Also, as an FYI to others on the list - Steve Foerster founded a competitor
to Wikiversity and has an extreme conflict of interest in this topic. Most
likely, he doesn't even have a Wikiversity account.
On Sun, Dec 22, 2013 at 12:33 PM, Steve Foerster <steve(a)hiresteve.com>wrote;wrote:
Agreed. The mention of PlanetMath, which is a good
resource, was
obviously meant to be a helpful response to a question asked by someone
else.
Even if there is a policy against mentioning external resources, no matter
how relevant or good they may be, it should be rescinded. Such a policy
would place the organisation over its stated goal to further education.
-=Steve=-
-------- Original Message --------
Date: Sun, 22 Dec 2013 17:13:07 +0000
From: Nkansah Rexford <nkansahrexford(a)gmail.com>
To: Mailing list for Wikiversity <wikiversity-l(a)lists.wikimedia.org>
Subject: Re: [Wikiversity-l] Are "solved problems" suitable for
Wikiversity?
@jeffery, mentioning Planet math here is advertising? Really? When did
that become advertising?
Hmmmm, still wondering. Its not as if the link is to Joe's personal
website or something. Its a website known by many.

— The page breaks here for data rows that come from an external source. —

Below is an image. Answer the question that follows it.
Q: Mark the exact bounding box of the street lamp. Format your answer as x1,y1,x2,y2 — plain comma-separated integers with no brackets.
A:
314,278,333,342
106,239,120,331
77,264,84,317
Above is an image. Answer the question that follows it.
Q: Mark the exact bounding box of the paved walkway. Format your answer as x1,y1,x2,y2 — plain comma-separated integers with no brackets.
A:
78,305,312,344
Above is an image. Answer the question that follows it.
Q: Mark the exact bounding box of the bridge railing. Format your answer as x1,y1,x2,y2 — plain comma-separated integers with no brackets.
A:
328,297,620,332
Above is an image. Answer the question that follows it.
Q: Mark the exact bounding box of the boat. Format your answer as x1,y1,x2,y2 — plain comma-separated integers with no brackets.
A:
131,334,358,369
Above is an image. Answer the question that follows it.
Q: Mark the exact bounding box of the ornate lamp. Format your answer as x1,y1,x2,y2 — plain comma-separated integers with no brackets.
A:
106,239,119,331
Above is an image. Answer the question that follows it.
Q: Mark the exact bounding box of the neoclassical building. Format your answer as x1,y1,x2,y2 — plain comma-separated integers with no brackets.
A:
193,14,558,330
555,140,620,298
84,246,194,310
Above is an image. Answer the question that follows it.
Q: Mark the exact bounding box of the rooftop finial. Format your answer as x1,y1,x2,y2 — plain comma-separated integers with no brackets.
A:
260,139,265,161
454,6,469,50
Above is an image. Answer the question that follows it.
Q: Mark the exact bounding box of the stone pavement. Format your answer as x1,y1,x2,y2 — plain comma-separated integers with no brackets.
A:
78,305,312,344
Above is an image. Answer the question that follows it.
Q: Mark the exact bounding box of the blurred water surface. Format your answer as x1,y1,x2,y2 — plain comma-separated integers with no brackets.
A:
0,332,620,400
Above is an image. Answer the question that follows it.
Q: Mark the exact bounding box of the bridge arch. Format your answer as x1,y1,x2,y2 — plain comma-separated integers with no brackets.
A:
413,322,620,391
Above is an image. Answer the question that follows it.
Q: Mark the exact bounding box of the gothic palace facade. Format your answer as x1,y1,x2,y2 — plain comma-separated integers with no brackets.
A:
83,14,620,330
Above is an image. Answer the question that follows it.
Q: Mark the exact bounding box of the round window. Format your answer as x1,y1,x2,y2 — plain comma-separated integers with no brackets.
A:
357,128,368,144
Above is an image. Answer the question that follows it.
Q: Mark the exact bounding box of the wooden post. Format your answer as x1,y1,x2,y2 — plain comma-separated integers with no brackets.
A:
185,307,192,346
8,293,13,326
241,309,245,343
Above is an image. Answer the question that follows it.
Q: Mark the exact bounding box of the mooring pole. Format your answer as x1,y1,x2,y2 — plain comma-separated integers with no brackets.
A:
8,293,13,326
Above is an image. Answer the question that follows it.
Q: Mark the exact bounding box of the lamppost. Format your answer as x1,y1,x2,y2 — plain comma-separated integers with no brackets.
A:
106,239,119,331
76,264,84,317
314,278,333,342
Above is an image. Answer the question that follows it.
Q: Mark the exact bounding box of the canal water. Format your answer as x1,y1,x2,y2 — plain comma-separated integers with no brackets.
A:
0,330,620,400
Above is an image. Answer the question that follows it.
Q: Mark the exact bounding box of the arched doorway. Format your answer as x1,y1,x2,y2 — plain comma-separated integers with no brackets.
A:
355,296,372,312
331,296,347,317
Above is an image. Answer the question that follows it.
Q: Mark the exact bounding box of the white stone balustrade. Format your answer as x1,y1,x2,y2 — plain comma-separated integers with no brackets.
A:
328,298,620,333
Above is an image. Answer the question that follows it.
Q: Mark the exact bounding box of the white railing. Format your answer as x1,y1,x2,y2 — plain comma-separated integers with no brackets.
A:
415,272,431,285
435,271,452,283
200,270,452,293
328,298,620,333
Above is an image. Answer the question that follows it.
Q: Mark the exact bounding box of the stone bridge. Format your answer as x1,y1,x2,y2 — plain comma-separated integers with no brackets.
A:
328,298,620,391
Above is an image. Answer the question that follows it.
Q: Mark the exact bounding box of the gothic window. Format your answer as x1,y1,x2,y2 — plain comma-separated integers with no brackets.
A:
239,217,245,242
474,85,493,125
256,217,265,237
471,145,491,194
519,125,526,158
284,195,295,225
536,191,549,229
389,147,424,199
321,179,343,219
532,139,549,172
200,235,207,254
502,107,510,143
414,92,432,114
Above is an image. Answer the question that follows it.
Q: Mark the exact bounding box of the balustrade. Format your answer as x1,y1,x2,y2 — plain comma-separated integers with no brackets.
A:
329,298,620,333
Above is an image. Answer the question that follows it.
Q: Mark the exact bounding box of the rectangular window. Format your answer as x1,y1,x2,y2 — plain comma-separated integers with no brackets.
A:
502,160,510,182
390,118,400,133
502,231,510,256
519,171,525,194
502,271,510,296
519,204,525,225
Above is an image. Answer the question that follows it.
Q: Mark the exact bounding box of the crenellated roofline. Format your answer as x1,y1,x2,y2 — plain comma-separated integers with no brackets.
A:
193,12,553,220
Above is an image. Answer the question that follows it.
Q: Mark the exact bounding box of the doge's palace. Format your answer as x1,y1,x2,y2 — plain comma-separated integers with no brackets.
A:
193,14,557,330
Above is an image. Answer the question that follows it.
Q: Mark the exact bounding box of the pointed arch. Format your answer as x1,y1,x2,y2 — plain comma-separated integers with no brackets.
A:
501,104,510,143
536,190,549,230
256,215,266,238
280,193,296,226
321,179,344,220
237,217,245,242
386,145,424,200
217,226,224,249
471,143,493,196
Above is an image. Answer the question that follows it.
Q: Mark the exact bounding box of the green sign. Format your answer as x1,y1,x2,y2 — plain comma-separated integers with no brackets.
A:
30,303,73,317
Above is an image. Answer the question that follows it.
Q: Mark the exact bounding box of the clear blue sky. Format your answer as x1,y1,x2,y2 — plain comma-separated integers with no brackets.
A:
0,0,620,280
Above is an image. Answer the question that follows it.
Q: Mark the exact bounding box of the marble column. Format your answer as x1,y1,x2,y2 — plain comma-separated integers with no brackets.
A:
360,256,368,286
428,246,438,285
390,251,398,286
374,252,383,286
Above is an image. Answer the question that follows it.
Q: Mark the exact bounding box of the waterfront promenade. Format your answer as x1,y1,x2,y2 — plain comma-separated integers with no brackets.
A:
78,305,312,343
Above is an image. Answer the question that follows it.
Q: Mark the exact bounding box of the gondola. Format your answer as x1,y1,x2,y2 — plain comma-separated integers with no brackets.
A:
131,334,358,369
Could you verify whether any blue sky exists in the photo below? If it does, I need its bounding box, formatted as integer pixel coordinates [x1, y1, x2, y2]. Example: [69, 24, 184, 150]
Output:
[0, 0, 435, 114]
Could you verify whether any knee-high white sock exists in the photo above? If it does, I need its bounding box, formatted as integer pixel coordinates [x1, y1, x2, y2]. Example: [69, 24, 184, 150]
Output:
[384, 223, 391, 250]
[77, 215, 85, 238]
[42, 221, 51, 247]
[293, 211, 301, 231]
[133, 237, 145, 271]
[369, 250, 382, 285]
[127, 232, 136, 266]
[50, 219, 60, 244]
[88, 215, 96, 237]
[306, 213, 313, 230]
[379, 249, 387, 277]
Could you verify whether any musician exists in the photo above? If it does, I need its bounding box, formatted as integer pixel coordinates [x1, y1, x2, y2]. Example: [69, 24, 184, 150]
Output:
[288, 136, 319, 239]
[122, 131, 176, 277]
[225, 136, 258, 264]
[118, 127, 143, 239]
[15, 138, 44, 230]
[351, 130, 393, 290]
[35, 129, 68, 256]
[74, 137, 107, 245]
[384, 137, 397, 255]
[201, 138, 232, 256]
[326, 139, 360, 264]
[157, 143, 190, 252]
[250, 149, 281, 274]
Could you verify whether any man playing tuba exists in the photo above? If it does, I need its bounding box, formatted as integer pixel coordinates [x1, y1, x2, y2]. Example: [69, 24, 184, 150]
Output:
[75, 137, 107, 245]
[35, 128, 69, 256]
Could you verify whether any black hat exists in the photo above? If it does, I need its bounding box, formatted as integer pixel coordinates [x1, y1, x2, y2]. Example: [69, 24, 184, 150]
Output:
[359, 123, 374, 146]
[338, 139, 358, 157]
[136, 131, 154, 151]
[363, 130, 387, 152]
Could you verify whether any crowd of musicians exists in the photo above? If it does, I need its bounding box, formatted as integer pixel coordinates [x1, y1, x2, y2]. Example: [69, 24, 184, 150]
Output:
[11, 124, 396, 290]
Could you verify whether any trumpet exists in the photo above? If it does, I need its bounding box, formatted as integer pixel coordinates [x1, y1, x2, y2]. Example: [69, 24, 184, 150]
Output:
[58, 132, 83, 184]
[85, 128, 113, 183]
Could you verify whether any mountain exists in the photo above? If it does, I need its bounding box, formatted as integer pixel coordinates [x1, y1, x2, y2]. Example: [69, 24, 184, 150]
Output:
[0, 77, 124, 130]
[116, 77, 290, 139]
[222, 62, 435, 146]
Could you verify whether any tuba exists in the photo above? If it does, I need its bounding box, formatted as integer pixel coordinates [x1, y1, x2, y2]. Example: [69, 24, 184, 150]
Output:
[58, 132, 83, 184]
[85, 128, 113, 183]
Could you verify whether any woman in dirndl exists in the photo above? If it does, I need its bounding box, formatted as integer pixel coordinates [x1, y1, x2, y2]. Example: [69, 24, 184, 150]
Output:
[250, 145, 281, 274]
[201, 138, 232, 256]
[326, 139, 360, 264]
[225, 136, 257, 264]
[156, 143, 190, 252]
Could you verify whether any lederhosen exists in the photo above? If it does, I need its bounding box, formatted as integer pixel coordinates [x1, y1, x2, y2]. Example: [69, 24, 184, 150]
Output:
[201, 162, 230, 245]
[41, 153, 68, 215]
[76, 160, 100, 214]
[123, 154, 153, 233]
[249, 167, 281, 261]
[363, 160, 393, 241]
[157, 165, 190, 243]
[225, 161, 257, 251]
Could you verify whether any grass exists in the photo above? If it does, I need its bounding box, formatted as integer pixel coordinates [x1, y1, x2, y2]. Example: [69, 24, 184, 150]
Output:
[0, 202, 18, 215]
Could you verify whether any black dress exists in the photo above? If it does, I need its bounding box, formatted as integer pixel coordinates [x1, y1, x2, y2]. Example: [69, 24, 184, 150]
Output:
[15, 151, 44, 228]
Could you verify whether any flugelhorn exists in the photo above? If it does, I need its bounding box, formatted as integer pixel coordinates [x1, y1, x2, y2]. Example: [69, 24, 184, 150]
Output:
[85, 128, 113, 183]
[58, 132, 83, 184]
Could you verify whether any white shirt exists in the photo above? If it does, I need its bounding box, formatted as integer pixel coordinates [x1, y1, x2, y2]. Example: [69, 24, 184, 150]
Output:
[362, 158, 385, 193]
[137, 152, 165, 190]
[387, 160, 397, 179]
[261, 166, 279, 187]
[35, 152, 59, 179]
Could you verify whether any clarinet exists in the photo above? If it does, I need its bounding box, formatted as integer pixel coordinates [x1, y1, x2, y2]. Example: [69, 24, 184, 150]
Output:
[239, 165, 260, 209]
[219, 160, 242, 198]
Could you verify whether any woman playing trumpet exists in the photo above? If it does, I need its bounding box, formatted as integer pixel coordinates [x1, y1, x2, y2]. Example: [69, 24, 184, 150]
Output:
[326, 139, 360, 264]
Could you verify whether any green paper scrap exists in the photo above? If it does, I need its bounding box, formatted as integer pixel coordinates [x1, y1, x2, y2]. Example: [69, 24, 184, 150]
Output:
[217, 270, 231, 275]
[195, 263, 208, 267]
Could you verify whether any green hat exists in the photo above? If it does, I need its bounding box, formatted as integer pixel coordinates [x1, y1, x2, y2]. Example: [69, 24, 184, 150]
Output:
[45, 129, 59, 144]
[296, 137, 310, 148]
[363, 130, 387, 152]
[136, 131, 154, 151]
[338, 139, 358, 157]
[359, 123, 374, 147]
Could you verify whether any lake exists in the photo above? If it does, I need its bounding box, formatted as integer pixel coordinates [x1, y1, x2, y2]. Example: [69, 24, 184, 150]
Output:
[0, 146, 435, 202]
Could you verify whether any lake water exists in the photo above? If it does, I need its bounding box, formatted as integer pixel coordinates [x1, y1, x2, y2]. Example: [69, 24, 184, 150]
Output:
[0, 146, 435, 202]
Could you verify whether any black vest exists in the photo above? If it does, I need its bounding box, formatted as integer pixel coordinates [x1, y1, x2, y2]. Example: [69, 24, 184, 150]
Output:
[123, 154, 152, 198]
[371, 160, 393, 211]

Joe is just bringing up
an issue and I believe its great considering the matter than banning the
matter saying its advertising.
"Not an advertising group"? Apart from the mailing list of Wikiversity,
where else can discussions of this sort be held?
I'm in this mailing list, Wikimania, Wikipedia, and other mailing lists.
Links are posted to references and stuffs like that. They're all Wikimedia
mailing list, but how come such links never get categorized as adverts but
are used in discussion?
Is this "not advertising group" idea applied to only Wikiversity?